Well, we’re typically injecting the water back into the zones it’s produced from and that would be the tar, the UT and the ranger. Now when we start development of the deeper ford zone, that would also be a water flood so that would be another place you could put it. But you want to put the water back in where you produced it from because there are subsidence issues in Long Beach and you need to keep the reservoirs pressured properly. Every barrel you take out you want to put back in.
Got you. And have you guys looked at I know some other basins use polymer treatments to cut back water. Have you guys ever done anything like that in your fields? Is that applicable?

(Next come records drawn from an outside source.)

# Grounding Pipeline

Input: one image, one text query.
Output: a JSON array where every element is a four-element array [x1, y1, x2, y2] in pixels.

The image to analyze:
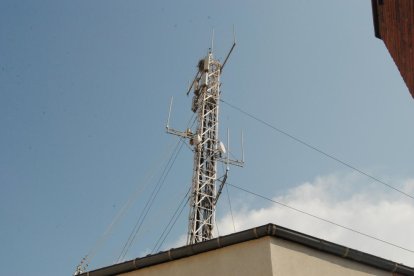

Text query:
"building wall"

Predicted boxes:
[[373, 0, 414, 97], [270, 237, 392, 276], [118, 236, 400, 276], [122, 237, 272, 276]]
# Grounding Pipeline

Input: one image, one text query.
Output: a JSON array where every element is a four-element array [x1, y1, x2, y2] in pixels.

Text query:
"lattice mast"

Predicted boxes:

Well, we tried that on this UT well that was drilled into the wet zone, the bottom couple thousand feet. We tried that, a plug back with a polymer treatment. Mechanically it was partially successful. We cut back on the water quite a bit. But the oil production didn’t improve significantly so we’re still working on things like that, trying to resolve those issues that we will have again in the future. On that particular well we have decided the best course of action is to redrill it just the upper half.
Great. And just to switch to the Niobrara, it sounds like from your previous comments that from a timing perspective you need to do a little bit more work before you can tell us when you might spud a well.
That’s right. I think we have a non-operated proposal coming that we should probably see action on some time in the second half of the year. And then we would like a good chance to finish our work before we commit to the direction we’re going to go.
And are you at liberty to tell us who the operator is?
It’s Double Eagle.
Okay. Double Eagle - great. That’s what I figured. Great guys. I appreciate it. Good luck getting your permits.
Ladies and gentlemen, this concludes the question and answer session. I would now like to turn the call back to Mr. Norman Swanton for closing remarks.
Thank you. I would like to thank you all for joining us today and for your interest in Warren Resources. Thank you and good day.
Thank you for your participation in today’s conference. This concludes the presentation. You may now disconnect. Good day.